Olympic Pride, American Justice
Discover the astonishing, inspirational, and largely unknown true story of the eighteen African American athletes who competed in the 1936 Berlin Olympic Games, defying the racism of both Nazi Germany and the Jim Crow South.
Set against the turbulent backdrop of a segregated United States, sixteen black men and two black women were torn between boycotting the Olympic Games in Nazi Germany or participating. After all, they were representing a country that considered them second-class citizens and would compete in a country amidst a strong undercurrent of Aryan superiority and anti-Semitism.
Jesse Owens is the most recognized of the group for winning four gold medals at the Berlin Olympics. Other winners include Jackie Robinson’s brother Mack who won silver for the 200-meter race, and Cornelius Johnson, who led an American sweep in the high jump.

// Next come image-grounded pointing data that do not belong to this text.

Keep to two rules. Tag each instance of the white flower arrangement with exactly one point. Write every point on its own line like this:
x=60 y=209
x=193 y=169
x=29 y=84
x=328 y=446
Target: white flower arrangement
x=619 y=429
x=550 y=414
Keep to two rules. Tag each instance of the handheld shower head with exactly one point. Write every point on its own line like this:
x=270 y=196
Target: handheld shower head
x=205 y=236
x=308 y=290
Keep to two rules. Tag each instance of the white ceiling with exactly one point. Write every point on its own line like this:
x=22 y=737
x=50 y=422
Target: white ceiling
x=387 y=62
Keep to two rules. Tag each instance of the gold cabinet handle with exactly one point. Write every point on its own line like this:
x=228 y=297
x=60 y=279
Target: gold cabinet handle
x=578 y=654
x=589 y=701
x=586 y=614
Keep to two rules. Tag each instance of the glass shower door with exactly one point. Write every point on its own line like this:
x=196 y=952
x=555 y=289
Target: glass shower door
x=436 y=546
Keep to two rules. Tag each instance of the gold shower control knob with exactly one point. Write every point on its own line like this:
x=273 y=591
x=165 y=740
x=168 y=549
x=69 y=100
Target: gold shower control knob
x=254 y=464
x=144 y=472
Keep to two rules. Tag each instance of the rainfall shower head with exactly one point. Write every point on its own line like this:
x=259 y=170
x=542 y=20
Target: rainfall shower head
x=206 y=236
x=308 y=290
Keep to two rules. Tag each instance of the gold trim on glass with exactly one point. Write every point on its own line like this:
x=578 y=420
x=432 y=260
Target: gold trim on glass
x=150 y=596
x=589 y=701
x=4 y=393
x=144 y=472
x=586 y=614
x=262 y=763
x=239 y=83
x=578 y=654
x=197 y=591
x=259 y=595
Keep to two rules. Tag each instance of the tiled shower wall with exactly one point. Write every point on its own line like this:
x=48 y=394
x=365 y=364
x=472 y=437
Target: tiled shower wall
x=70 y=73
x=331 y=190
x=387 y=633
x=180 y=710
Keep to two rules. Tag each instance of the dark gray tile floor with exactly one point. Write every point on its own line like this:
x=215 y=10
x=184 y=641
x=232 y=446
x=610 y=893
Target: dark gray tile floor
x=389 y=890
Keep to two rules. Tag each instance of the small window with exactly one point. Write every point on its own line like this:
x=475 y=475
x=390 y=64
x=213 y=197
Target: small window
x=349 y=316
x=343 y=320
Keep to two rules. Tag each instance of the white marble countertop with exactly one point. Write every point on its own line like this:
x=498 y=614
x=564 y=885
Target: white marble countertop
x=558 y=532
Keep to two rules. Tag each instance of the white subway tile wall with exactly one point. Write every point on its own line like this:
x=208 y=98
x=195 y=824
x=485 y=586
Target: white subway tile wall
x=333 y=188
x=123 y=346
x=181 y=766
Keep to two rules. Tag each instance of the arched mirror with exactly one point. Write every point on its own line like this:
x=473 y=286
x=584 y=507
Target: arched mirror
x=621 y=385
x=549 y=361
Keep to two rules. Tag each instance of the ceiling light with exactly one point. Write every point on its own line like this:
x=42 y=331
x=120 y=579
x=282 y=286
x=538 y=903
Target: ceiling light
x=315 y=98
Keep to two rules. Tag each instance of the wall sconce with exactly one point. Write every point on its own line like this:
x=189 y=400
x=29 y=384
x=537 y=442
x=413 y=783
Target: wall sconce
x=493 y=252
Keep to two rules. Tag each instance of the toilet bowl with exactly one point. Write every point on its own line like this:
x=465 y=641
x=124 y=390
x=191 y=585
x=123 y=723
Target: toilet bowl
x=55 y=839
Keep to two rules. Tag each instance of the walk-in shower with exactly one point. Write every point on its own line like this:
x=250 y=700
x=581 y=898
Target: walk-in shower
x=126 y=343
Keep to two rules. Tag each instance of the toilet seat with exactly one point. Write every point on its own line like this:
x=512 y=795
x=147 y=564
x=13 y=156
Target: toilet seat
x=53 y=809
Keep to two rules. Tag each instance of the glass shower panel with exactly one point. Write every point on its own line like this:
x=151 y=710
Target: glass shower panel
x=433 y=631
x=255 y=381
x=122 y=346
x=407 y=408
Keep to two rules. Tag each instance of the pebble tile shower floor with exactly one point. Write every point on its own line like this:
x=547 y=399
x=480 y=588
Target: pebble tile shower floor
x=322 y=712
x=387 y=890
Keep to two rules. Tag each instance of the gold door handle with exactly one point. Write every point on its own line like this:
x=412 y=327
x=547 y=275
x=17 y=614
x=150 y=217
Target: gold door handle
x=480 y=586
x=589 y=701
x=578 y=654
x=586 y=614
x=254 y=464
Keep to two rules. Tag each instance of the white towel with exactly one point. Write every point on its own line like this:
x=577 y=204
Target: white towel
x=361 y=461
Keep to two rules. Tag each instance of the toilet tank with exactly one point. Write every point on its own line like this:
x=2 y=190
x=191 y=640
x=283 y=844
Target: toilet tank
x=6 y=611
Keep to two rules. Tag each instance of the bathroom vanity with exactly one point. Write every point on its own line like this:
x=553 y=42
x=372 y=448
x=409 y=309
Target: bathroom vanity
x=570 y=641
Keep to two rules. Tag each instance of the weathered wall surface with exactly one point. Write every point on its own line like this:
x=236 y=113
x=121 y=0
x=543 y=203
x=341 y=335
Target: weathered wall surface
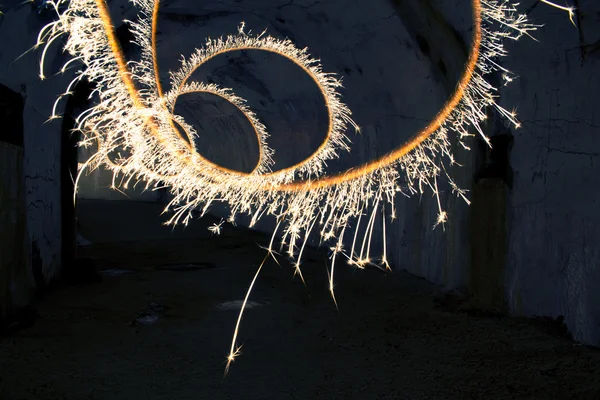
x=15 y=277
x=527 y=245
x=553 y=265
x=524 y=246
x=41 y=165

As a companion piece to the brilliant documentary Olympic Pride, American Prejudice this book draws on over forty hours of interviews and extensive research the filmmakers obtained which did not make the final film cut. It explores key elements of the story and provides fuller context on the prospect of an Olympic boycott, the relationships between the president of the International Olympic Committee and the Nazis, the different perspectives of Jewish athletes, the NAACP and black newspapers, and details about the actual lives of the eighteen Olympians from family members’ testimonials.
Capturing a powerful and untold piece of history, Olympic Pride, American Prejudice is also a celebration of the courage, commitment, and accomplishments of these talented athletes.